Ingest Tsuga logs into Delta tables you own in Unity Catalog, on a schedule.

Set up in Databricks (5 minutes)

Prerequisite: a workspace where Lakeflow community connectors are enabled (the generic_lfc workspace setting on older workspaces).

  1. In your workspace: Add data → + Add Community Connector — source name tsuga_logs, this repository's URL, branch master.
  2. Create connection: switch Auth Type to USES_ANY_STATIC_CREDENTIAL (the form defaults to USES_OAUTH_M2M), name the connection, switch Additional Options to JSON and paste (fill in your key). default_cluster_id is required if your organization has more than one cluster (GET /v1/clusters lists them) — without it every sync fails with a 400. default_query/default_cluster_id apply to every table that doesn't set its own query/cluster_id — the default_ prefix exists because the framework forbids pipelines from passing any option key that is stored on the connection:
{
  "sourceName": "tsuga_logs",
  "operation_api_key": "<YOUR_OPERATION_API_KEY>",
  "base_url": "https://api.tsuga.com",
  "default_query": "<YOUR_TSUGA_QUERY>",
  "default_cluster_id": "<YOUR_CLUSTER_ID_IF_MULTI_CLUSTER>",
  "externalOptionsAllowList": "tableName,tableNameList,tableConfigs,isDeleteFlow,query,cluster_id,initial_lookback_seconds,incremental_overlap_seconds,window_seconds,page_size,max_concurrency,max_events_per_sync,request_timeout_seconds,allow_truncated_seconds"
}
  1. Ingestion setup: pipeline name; event log location (any catalog/schema you can write to — ingested tables land there by default); root path like /Users/<you>/tsuga_connector/srcthe folder must already exist (the wizard creates a Git folder inside it but not the directories above).
  2. In the generated ingest.py, replace the placeholder objects with the one real table (the connection name is already filled in):
"objects": [{"table": {"source_table": "logs"}}],
  1. Run pipeline. Logs matching your connection's default_query land in a Delta table named logs and stay current on every run.

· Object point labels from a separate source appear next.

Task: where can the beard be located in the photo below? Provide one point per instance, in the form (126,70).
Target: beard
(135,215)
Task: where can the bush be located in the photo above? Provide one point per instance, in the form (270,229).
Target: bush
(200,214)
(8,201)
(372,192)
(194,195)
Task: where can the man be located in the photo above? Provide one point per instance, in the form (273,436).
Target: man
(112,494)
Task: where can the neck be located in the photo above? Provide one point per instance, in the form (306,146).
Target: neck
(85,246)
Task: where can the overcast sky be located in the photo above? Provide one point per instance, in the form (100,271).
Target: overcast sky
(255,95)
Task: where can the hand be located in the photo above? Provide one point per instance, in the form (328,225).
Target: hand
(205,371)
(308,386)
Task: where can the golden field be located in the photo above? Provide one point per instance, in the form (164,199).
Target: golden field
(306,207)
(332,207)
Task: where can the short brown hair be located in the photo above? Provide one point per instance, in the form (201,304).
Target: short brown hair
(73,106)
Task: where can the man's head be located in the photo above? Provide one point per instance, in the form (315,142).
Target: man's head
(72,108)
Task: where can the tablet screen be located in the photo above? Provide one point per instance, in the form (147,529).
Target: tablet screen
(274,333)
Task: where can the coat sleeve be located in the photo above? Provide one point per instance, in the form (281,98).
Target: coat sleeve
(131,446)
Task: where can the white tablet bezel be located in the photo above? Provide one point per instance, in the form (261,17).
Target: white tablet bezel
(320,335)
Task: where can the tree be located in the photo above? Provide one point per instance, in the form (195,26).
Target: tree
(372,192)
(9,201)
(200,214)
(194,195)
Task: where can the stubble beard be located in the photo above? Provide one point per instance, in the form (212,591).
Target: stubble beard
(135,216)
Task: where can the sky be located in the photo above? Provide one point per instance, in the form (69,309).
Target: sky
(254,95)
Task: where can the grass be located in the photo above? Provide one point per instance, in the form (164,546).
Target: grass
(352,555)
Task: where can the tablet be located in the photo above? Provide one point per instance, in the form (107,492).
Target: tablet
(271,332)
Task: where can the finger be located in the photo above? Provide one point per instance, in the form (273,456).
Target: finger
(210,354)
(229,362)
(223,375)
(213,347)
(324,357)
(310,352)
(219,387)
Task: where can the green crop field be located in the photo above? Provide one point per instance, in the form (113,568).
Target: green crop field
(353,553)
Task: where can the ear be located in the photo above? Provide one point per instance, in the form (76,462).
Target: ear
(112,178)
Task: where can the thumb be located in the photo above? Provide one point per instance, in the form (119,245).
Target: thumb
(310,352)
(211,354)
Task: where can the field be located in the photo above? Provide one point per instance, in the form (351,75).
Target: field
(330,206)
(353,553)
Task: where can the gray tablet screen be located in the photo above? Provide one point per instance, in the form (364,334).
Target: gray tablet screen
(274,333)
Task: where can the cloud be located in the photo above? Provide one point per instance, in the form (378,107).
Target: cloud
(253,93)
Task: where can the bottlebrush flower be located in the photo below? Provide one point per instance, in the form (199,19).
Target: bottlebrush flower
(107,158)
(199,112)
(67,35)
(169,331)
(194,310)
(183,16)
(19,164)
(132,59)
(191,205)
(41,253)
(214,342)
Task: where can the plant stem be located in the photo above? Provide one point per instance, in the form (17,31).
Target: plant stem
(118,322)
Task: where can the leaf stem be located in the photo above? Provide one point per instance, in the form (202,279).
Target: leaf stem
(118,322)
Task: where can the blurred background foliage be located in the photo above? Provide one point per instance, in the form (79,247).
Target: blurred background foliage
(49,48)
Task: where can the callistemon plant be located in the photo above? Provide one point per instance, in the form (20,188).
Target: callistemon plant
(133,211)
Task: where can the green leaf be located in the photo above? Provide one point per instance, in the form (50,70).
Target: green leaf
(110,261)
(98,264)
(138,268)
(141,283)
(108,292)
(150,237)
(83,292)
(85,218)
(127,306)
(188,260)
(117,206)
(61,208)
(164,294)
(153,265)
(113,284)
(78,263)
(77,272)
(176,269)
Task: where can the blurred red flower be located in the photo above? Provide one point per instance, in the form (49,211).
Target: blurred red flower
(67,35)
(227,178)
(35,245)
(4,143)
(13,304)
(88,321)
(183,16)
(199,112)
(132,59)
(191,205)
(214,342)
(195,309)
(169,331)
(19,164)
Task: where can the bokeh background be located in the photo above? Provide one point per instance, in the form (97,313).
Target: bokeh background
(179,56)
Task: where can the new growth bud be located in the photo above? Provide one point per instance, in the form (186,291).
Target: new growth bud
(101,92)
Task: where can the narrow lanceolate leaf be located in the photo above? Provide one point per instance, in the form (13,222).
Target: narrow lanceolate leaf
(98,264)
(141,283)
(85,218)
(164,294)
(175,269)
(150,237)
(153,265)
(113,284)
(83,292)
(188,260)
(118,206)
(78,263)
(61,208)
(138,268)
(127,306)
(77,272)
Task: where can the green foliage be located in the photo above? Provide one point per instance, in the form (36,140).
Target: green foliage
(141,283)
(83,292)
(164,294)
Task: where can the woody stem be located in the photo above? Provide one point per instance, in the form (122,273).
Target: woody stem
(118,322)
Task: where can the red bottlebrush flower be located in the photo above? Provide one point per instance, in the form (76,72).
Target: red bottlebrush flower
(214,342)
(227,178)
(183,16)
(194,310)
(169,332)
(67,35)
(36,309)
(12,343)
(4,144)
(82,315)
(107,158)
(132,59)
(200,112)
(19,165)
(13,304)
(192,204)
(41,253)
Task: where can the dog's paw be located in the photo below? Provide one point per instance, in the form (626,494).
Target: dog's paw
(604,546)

Full reference — per-table options, output schema, pagination semantics, pitfalls: src/databricks/labs/community_connector/sources/tsuga_logs/README.md

What it does

  • Pulls logs from Tsuga's public GET /v1/logs/search API with an operation API key
  • Incremental sync with a checkpointed cursor: missed runs self-heal, overlap re-reads deduplicate via the CDC key
  • Paginates around the public API's 1000-row cap by recursive time-splitting; optional allow_truncated_seconds for burst-heavy sources
  • Multi-cluster organizations supported via cluster_id
  • Stable output schema (event_time, level, message, service_name, team, env, raw_json, extracted_at); heterogeneous payloads ride in raw_json without schema churn
  • Several differently-filtered log tables can share one connection (per-table query overrides) — one pipeline per table (upstream framework keys configs by source table; see patches/)

Repository layout

Mirrors the databrickslabs/lakeflow-community-connectors layout so the Databricks UI and tooling work against it directly:

src/databricks/labs/community_connector/
├── sources/tsuga_logs/                  # the connector (README = full reference)
├── source_simulator/specs/tsuga_logs/   # offline test fixtures (upstream test harness)
└── interface/ libs/ pipeline/ sparkpds/ # framework vendored from databrickslabs/
                                         # lakeflow-community-connectors (see NOTICE) —
                                         # required: the custom-connector UI clones only
                                         # this repo, so all runtime imports must resolve here
tests/                                   # unit tests (pure Python, no Spark needed)
patches/                                 # notes on upstream framework limitations

Development

python3 -m pytest tests/        # client, pagination, and connector contract tests

tests/unit/ mirrors the upstream repo's harness layout and runs inside a checkout of databrickslabs/lakeflow-community-connectors.

An example pipeline spec for the CLI deployment path is in pipeline_spec.example.yaml.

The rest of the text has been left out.